Creatives—writers, freelancers or the university student rushing to type out their term paper—we often joke about spending our day in our pajamas. Truthfully speaking, most of my e-mails, blog posts or even papers for the LSE were written on a mattress engulfed in oversized blankets, supported upright with pillows from the comfort of my bed. In interviewing Oyinkan Braithwaite the author of My Sister, The Serial Killer, I ventured out of bed, into my living room to work from my kitchen table. Over a video call with the talented young writer, we chatted about character development, writing processes and love of books.
Braithwaite’s novel lures readers in from her very first words. Written from the protagonist’s point of view, Korede prepares to eat when she receives a startling call from her sister, Ayoola, who confesses she killed her boyfriend. Korede sweeps in dutifully, bleaching her sister’s ex-boyfriend’s entire apartment, before asking for more details of what took place.
In developing both characters, Braithwaite took inspiration from anime. Constructing a character against norms, Ayoola takes on both soft, childlike features and hard, killer instincts. Braithwaite brilliantly creates allusion around Ayoola, keeping readers questioning situations, while speeding though pages.

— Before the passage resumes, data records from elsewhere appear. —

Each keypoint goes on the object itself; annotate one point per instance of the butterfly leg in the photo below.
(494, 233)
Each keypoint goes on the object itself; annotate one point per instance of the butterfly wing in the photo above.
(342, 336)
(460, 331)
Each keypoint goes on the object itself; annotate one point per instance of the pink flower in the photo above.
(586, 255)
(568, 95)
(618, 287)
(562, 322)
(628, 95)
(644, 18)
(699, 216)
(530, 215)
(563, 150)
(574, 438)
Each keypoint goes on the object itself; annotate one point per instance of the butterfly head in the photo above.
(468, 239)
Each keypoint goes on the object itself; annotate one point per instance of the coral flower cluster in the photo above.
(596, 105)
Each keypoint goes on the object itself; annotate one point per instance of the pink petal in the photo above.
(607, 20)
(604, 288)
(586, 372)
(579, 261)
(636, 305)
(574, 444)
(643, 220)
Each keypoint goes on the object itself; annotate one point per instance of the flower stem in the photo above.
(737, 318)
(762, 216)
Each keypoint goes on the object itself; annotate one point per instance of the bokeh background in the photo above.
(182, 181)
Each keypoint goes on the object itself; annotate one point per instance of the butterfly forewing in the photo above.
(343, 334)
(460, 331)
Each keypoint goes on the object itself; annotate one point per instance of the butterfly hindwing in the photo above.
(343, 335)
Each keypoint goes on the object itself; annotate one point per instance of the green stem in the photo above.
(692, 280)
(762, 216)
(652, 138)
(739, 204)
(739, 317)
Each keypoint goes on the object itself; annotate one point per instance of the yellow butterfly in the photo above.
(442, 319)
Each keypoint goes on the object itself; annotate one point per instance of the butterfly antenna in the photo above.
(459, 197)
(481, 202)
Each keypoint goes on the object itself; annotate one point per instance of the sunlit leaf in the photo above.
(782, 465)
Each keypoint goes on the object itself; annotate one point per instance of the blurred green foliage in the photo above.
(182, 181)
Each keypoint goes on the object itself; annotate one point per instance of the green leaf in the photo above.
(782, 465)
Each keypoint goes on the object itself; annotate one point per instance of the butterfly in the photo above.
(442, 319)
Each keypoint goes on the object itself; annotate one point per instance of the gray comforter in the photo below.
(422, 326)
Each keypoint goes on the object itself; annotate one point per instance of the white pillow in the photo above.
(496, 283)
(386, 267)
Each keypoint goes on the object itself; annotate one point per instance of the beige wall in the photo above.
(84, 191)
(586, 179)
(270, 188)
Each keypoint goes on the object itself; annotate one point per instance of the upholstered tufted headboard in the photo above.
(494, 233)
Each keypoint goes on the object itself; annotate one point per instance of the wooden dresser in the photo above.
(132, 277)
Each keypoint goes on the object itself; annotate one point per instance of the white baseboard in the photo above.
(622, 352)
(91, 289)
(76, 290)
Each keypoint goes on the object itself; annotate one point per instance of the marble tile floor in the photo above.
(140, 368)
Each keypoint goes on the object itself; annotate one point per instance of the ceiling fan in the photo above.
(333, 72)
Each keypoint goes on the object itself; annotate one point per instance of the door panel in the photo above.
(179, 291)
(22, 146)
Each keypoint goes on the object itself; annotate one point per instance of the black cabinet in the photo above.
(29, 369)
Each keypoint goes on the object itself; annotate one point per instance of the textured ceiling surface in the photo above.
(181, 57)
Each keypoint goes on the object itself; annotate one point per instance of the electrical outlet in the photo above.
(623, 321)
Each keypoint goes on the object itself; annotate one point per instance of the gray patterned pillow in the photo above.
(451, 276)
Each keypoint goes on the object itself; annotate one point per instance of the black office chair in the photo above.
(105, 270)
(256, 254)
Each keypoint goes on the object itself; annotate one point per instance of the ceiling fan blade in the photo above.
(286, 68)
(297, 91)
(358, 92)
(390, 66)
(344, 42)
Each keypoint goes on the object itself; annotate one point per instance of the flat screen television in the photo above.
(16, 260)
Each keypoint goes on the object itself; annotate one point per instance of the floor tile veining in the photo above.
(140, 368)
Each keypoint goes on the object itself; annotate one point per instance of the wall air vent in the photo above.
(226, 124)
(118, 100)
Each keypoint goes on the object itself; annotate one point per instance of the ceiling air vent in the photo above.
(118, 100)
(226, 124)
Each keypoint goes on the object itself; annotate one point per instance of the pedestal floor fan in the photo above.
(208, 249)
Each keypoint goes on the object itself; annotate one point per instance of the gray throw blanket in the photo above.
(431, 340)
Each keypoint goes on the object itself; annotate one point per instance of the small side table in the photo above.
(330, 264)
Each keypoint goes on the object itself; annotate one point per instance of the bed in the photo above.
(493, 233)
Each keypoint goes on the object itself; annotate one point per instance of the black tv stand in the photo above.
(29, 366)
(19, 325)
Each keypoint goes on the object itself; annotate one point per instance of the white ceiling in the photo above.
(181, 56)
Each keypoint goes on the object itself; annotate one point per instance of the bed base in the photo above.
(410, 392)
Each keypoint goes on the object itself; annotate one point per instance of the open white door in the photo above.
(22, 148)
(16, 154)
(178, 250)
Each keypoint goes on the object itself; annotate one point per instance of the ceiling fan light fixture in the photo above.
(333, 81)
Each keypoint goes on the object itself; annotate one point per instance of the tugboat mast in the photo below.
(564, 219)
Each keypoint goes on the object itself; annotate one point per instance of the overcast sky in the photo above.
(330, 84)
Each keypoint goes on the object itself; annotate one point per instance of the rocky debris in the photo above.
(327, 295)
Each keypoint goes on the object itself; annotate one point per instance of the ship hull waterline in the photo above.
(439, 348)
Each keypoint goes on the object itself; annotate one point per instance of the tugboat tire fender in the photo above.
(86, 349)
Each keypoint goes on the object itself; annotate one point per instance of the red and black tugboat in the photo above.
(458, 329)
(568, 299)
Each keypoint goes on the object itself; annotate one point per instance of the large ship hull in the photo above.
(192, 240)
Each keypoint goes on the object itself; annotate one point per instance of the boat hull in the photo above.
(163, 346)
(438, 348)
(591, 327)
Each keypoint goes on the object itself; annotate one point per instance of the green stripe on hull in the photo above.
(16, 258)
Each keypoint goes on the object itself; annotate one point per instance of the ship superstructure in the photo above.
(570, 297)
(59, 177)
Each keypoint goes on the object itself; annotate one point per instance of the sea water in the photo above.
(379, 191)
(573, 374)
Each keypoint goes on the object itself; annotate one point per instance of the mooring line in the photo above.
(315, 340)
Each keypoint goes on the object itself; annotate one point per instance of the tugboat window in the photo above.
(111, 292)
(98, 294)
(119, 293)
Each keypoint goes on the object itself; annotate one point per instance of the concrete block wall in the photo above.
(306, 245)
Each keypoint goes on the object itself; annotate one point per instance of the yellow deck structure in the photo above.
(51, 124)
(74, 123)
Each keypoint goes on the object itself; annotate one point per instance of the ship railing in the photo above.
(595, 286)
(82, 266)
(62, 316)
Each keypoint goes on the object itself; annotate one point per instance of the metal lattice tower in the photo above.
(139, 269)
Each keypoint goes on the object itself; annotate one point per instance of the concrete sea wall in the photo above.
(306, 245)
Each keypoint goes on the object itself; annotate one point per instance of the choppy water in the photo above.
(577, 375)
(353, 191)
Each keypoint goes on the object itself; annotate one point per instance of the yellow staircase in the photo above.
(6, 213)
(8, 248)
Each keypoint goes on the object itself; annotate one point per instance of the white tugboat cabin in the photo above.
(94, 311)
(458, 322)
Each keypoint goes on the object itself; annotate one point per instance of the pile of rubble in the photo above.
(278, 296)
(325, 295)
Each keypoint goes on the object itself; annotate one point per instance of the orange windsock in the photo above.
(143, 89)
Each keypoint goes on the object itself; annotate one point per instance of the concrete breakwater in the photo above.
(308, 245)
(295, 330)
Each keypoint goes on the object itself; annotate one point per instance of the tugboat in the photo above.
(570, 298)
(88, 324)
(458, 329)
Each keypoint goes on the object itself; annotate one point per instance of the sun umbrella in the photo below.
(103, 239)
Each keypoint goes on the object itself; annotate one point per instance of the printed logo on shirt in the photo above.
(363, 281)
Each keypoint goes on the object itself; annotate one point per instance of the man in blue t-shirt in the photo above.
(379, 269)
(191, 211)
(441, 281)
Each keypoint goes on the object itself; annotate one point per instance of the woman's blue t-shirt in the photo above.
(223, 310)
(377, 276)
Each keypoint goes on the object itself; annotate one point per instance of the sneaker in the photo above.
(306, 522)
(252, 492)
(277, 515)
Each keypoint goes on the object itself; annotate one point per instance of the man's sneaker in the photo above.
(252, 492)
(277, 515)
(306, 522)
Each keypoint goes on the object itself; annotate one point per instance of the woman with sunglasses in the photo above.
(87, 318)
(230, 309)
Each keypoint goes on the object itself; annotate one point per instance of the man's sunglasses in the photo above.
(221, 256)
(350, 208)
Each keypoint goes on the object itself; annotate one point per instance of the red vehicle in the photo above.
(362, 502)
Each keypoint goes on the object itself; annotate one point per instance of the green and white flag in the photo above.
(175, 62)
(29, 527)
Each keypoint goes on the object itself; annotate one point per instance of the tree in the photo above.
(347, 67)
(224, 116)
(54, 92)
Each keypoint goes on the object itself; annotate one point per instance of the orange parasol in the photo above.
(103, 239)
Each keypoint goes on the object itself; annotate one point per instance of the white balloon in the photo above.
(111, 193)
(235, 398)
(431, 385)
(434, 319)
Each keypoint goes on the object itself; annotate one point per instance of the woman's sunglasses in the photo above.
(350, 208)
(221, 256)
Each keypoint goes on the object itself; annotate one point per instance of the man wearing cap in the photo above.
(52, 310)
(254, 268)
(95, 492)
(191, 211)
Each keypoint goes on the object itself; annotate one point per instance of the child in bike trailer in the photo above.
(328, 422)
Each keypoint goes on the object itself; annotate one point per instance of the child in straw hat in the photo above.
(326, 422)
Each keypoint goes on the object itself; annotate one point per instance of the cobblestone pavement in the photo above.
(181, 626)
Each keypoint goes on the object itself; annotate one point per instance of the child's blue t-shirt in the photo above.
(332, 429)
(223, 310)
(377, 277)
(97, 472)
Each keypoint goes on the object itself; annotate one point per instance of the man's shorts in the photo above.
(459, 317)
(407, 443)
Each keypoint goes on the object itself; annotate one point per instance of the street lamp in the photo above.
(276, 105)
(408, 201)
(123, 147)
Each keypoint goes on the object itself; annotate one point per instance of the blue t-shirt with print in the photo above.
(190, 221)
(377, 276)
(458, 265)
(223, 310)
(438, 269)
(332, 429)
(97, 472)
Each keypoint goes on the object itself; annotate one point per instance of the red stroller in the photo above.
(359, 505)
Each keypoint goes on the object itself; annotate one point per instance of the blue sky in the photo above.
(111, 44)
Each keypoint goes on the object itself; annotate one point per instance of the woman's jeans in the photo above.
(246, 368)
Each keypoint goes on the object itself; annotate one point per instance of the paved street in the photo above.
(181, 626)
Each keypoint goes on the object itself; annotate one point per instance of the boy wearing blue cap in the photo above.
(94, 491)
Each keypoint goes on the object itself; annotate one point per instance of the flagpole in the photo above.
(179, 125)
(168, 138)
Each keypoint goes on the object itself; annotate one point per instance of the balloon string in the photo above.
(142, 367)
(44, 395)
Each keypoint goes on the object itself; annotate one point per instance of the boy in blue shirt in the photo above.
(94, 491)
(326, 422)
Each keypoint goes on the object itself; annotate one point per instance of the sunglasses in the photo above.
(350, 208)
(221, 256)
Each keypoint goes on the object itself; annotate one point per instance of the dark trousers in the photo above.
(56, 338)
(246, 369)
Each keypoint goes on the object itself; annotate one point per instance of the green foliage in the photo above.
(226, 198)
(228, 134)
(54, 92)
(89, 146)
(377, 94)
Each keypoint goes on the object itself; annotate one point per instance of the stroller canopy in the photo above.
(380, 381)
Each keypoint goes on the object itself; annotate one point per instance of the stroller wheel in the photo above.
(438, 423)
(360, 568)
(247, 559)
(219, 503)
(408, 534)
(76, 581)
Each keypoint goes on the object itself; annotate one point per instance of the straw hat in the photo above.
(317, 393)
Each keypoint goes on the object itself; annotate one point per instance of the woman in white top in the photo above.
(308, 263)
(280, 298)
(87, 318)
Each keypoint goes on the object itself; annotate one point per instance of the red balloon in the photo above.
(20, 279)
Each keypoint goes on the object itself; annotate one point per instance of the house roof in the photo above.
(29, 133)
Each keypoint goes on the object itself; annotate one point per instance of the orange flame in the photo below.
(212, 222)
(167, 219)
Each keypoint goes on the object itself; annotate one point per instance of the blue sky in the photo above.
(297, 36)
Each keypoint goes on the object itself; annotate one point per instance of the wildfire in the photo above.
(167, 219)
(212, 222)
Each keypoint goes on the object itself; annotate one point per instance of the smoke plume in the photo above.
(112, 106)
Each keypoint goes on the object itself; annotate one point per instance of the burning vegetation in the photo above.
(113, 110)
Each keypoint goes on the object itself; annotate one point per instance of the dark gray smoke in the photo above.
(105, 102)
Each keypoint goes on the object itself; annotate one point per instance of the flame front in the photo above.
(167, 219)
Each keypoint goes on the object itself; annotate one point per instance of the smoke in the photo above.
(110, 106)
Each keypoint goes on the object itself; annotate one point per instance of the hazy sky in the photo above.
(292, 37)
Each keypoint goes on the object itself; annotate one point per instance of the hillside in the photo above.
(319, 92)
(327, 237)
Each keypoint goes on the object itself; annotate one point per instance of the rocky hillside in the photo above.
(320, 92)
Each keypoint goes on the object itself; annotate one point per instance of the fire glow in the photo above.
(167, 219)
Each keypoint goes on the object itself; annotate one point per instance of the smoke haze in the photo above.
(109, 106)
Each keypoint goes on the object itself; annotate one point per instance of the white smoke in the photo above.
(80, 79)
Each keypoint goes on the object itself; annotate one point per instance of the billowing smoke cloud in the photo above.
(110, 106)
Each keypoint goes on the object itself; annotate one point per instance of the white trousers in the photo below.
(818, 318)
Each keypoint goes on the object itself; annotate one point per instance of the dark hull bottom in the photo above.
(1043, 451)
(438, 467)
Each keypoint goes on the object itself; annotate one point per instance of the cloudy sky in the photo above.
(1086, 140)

Readers of My Sister, The Serial Killer will quickly notice her bold titles and short chapters. In writing each day, with each chapter as a new Microsoft Word document, Braithwaite did not feel constrained to what she wrote before or after. The titles provided a focal point for her writing. She contributes this process to the National November Writing Month (NaNoWriMo), where writers aim to push out 50,000 words in the span of a thirty days. NaNoWriMo encourages writers not to look back on their previous words, instead focusing on the present and writing forward. Braithwaite adopted this practice in pushing herself to write as much as possible, averaging around 1,000 words each day. This allows her to get ahead of herself, not stopping to read, second guess or start-over with a new story. She also talked about her debut book being a surprise to her family. In writing the story, she often wrote (like all of us) from her room, on her bed. We laughed about how common it is to work like this and how we both try to make efforts to work from a desk.
Dreaming from a young age to become a writer, Braithwaite feels she accomplished her childhood aspirations. In asking advice for young writers, she eloquently stated: “When there is something that you are passionate about, even if it does not make sense, there is a place for it in the world. I would say definitely be true to yourself. I think there is something to be said in writing what is in your heart.”
Last month, My Sister, The Serial Killer made the Longlist for the Women’s Prize for Fiction. Our fingers are crossed for you, Oyinkan! If you have not yet read the thriller comedy, My Sister, The Serial Killer, be sure to check it out at your local library or bookstore.